The genus Massilia was first proposed by La Scola et al. in 1998 [5]. Phylogenetically, it is placed in the vicinity of Naxibacter, Telluria, Duganella, and Janthinobacterium based on 16S rDNA gene sequences. However, Massilia and Naxibacter show different phenotypic characteristics from Telluria, Duganella, and Janthinobacterium [156]. The genus Naxibacter was first described in 2005 [6], and at the time was comprised of four species; Naxibacter alkalitolerans [6], Naxibacter haematophilus [7], Naxibacter suwonensis [8], and Naxibacter varians [7]. However, the Massilia and Naxibacter genera are now grouped together based on their phenotypic and biochemical features as well as 16S rDNA gene sequence comparisons. Therefore, a proposal was made to transfer all species of the genus Naxibacter to the genus Massilia by Kämpfer et al. in 2011 [1]. The genus Massilia has mainly been isolated from soil, air, or water, and is comprised by at least 23 species [125678910111213141516171819] (Supplementary Table 1). However, several species belonging to the genus Massilia have been recovered from clinical specimens [13571420] (Supplementary Table 2). N. varians was first identified from the eye of 90-year-man in Tromsø, Norway in 2008 [7]. After this date, N. varians was referred to as M. varians [1]; however, there have been no further reports of M. varians isolations since this first report.

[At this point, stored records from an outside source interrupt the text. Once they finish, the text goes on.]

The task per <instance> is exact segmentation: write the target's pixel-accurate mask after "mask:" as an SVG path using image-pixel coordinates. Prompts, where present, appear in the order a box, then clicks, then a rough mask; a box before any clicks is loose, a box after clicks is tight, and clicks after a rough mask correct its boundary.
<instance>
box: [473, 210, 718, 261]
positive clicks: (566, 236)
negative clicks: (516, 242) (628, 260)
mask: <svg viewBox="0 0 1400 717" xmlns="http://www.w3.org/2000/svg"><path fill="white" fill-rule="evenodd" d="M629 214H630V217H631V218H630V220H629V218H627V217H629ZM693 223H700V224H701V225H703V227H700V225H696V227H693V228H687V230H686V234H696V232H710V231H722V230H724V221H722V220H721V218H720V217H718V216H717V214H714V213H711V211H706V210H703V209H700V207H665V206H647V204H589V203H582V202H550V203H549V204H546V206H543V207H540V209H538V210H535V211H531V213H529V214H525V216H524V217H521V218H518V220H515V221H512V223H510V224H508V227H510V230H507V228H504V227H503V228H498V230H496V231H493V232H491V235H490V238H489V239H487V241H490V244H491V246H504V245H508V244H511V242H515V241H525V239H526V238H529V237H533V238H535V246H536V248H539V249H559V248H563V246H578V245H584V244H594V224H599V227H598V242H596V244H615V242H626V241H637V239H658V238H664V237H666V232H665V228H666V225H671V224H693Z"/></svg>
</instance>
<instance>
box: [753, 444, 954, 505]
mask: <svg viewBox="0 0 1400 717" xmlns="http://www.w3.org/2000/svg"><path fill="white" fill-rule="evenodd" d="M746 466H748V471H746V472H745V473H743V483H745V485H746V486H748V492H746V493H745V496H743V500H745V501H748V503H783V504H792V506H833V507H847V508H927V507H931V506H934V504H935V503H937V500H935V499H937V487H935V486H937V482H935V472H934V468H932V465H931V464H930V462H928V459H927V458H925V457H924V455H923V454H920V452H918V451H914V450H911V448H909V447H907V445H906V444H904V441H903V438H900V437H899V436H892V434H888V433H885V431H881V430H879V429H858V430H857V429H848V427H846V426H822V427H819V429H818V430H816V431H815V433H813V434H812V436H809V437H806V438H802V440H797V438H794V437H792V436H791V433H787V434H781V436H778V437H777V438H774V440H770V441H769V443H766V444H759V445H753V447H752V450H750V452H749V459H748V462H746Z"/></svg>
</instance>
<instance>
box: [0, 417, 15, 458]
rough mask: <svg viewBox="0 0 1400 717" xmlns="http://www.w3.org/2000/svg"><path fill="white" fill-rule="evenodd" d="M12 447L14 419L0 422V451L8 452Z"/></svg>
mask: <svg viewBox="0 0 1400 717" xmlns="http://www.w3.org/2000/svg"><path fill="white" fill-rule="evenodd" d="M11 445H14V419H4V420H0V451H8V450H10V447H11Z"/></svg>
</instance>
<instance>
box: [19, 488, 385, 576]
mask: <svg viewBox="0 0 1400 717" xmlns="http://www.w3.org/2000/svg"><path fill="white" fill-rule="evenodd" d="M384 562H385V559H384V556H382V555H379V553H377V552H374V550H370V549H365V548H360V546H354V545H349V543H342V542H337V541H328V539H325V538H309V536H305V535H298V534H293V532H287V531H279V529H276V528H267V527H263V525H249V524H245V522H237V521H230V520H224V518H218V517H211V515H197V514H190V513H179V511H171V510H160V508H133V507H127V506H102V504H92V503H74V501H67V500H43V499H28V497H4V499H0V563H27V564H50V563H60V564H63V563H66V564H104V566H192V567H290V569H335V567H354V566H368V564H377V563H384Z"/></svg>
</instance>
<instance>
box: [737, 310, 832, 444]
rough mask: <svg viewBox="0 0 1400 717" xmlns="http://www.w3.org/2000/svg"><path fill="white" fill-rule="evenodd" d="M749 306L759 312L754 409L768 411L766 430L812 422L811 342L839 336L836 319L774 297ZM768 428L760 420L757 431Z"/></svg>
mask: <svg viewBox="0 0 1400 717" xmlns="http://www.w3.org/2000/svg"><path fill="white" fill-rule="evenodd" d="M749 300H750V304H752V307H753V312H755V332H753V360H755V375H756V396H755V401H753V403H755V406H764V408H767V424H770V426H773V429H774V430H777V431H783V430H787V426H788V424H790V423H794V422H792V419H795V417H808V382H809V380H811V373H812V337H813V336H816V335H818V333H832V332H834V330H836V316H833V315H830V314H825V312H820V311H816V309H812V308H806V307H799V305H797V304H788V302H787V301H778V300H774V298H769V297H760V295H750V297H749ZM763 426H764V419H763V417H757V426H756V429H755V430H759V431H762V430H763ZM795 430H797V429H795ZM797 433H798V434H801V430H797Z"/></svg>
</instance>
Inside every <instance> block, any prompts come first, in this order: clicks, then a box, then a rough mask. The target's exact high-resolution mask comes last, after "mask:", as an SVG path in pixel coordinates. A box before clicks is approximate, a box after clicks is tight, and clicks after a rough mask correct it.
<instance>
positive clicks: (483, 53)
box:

The deep wound isolate was misidentified as S. paucimobilis (91%) and S. putrefaciens group (90%) by the GN and API 20NE cards respectively, most likely due to lack of database information for the genus Massilia. MALDI-TOF MS identified the isolates at the genus level, but with a low score. Therefore, when a certain unknown bacterial isolate is identified as the genus Massilia, 16S rDNA sequencing is strongly recommended.

To the best of our knowledge, this is the first case of M. varians isolated from clinical specimen since the first report in 2008.